We sat in silence, the only sound the clicking of the seconds ticking by on the wall clock. Finally, Hudson spoke, his voice low and sincere. “Touching you only burns because it reminds me how much I want to touch you more.”

A wave of optimism burst through me, so tangible and fierce that my whole chest felt on fire. “Then touch me more, H. Come home.”

He raised a brow and his expression carried the same air of hope that I felt. “And you’ll let the past lie?”

With everything in me I wanted to say yes. Yes, I’ll live with it. Whatever it is. I’d find a way. I’d said that before, and I’d thought I meant it. But I’d been talking desperate. I couldn’t live with it. There was no possible way.

Besides, I respected myself more than that. I respected our relationship more than that. Even if it meant losing him, I had to stand my ground on this. “No. I can’t let it lie. But you can tell me what it is you’re hiding.”

With a shake of his head, he dismissed it.

There we were again—at our impasse. “We might as well be broken up, Hudson, if you can’t believe that I’d love you beyond whatever this secret is.”

And if we truly couldn’t get past this, why were we even taking time apart? Weren’t we just postponing the inevitable?

It wasn’t something I could face. Not yet. Maybe the time apart was to help make that idea more bearable.

Apparently, Hudson felt the same way. “Let’s not do this here.”

“Let’s not.” Let’s not do this at all.

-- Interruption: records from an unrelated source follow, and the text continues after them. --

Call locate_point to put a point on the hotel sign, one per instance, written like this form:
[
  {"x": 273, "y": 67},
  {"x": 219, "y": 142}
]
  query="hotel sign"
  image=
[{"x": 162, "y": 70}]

Let’s go back to where we were three days ago, lost and alone in the mountains. Happy and glowing, as Mira put it.

If there were anything I’d ever wished for more, I didn’t know what it was.

But wishing wouldn’t get us through the next hour. I stood up and paced the room. “Okay. We’ll go in there. We’ll smile. We’ll hold hands. We’ll be happy and glowing. And Mira will never know the lie.”

“Yes,” Hudson said. “Thank you.”

“What if she asks what our problem was?”

“She won’t.”

I wasn’t so sure and the expression I shot him said exactly that.

“If she does ask, let me handle it.”

“Yes, I’ll do that.” The venom I was trying to bite back slipped past my lips. “You are the master manipulator, after all.”

He stared at me with sad eyes. I’d meant to hurt him, and it worked. But he didn’t argue, didn’t defend himself. He wouldn’t even fight with me. Wouldn’t fight for me.

It’s not the place, I reminded myself. The reminder didn’t change the hollow ache in my chest. I knew his indifference extended beyond the walls of the hospital.

Hudson stood. “Are you ready to go back?” He shoved his hands in his pockets, obviously keeping them from my reach.

Fucking ass**le.

I didn’t let him know how much his simple gesture felt like a knife in the gut. “You think she’ll believe this was long enough?”

“Yes.” He moved to the door and held it open for me. “If we convince her that all is well, then she won’t focus on the timespan in the least. She’ll have no reason to question what we’re selling.” He was so clinical about it. So proficient about the steps of pulling off a scheme.